Jelly Custards.
1 quart milk.
6 eggs—whites and yolks.
1 cup sugar.
Flavoring to taste.
Some red and yellow jelly—raspberry is good for one, orange jelly for the other.
Make a custard of the eggs, milk and sugar; boil gently until it thickens well. Flavor when cold; fill your custard-glasses two-thirds full and heap up with the two kinds of jelly—the red upon some, the yellow on others.
Apple Jelly. (Nice.)
1 dozen well-flavored pippins.
2 cups powdered sugar.
Juice of 2 lemons—grated peel of one.
½ package Coxe’s gelatine soaked in 1 cup of cold water.

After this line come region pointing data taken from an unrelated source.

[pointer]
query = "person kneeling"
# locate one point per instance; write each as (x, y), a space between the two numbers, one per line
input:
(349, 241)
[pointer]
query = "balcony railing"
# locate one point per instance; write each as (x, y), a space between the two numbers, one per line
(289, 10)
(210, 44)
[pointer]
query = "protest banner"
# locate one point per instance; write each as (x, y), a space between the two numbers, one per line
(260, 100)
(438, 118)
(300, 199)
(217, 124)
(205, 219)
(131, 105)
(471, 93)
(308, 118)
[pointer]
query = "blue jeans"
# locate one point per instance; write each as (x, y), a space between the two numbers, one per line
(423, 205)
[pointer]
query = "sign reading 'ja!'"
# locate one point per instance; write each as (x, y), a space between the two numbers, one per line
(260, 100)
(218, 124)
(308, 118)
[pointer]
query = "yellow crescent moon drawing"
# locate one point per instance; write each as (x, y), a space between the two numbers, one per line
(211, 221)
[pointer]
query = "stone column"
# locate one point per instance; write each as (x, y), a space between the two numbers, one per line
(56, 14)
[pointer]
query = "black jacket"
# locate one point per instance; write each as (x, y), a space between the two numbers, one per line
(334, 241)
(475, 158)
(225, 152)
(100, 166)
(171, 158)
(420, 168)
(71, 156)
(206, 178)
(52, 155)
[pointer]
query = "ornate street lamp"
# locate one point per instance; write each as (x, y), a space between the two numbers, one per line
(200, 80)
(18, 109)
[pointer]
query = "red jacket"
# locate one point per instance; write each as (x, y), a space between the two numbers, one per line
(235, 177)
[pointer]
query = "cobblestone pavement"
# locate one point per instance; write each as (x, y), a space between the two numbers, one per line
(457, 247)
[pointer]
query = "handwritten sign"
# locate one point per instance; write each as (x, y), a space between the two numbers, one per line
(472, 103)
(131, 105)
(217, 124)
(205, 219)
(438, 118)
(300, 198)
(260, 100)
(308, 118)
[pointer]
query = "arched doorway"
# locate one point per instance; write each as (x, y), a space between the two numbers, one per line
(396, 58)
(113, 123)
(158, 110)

Pare, core and slice the apples, throwing each piece into cold water as it is cut, to preserve the color. Pack them in a glass or stoneware jar with just cold water enough to cover them; put on the top, loosely, that the steam may escape; set in a pot of warm water and bring to a boil. Cook until the apples are broken to pieces. Have ready in a bowl, the soaked gelatine, sugar, lemon-juice and peel. Strain the apple pulp scalding hot, over them; stir until the gelatine is dissolved; strain again—this time through a flannel bag, without shaking or squeezing it; wet a mould with cold water and set in a cold place until firm.
This is very nice formed in an open mould (one with a cylinder in the centre), and with the cavity filled and heaped with whipped cream or syllabub.